This project demonstrates the process of
- Preprocessing and incrementally training SGD classifer on a dataset having ~33.5M samples and 23 features (~9.5 GB in size).
- Parallelizing the EDA and data preprocessing tasks using multiprocessing package.
Following are the steps involved in the project
- Split data into train, validation and test sets.
- EDA
- Find data shape.
- Find data types.
- Find min, max and mean of numeric columns.
- Find value counts of categorical columns.
- Find misisng value couts and proportion.
- Find target distribution.
- Data preprocessing
- Clean Size and Install columns.
- Clean date columns and compute the no. of days elapsed till date.
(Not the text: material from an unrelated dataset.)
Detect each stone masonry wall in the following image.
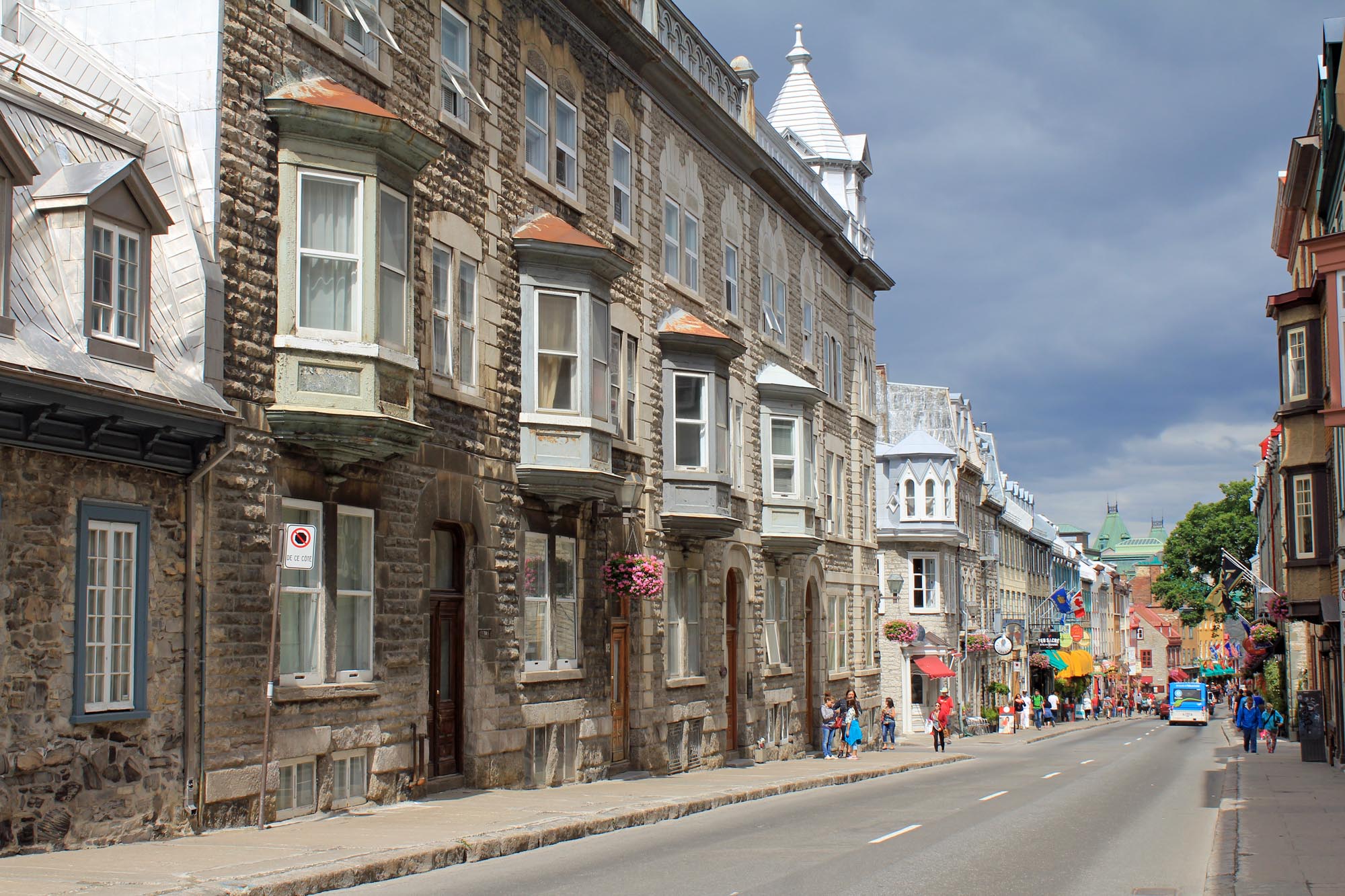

- Delete unwanted columns.
- Label encoding and compute class weights.
- Missing value Imputation.
- Rare category encoding.
- Boolean feature encoding.
- One hot encoding.
- Dimensionality reduction using IncrementalPCA. 4 Incremental model training using SGDClassifier. 5 Model evaluation using AUC ROC on train, validation and tests sets.
For this project, the Google Playstore dataset downloaded from Kaggle (~2.3M samples and ~676 MB in size) is replicated multiple times to get ~50M samples (~14 GB in size). The dataset is split into training set (~33.5M samples, ~9.5 GB in size), validation set (~8M samples, ~2 GB in size) and test set (~8M samples, ~2 GB in size).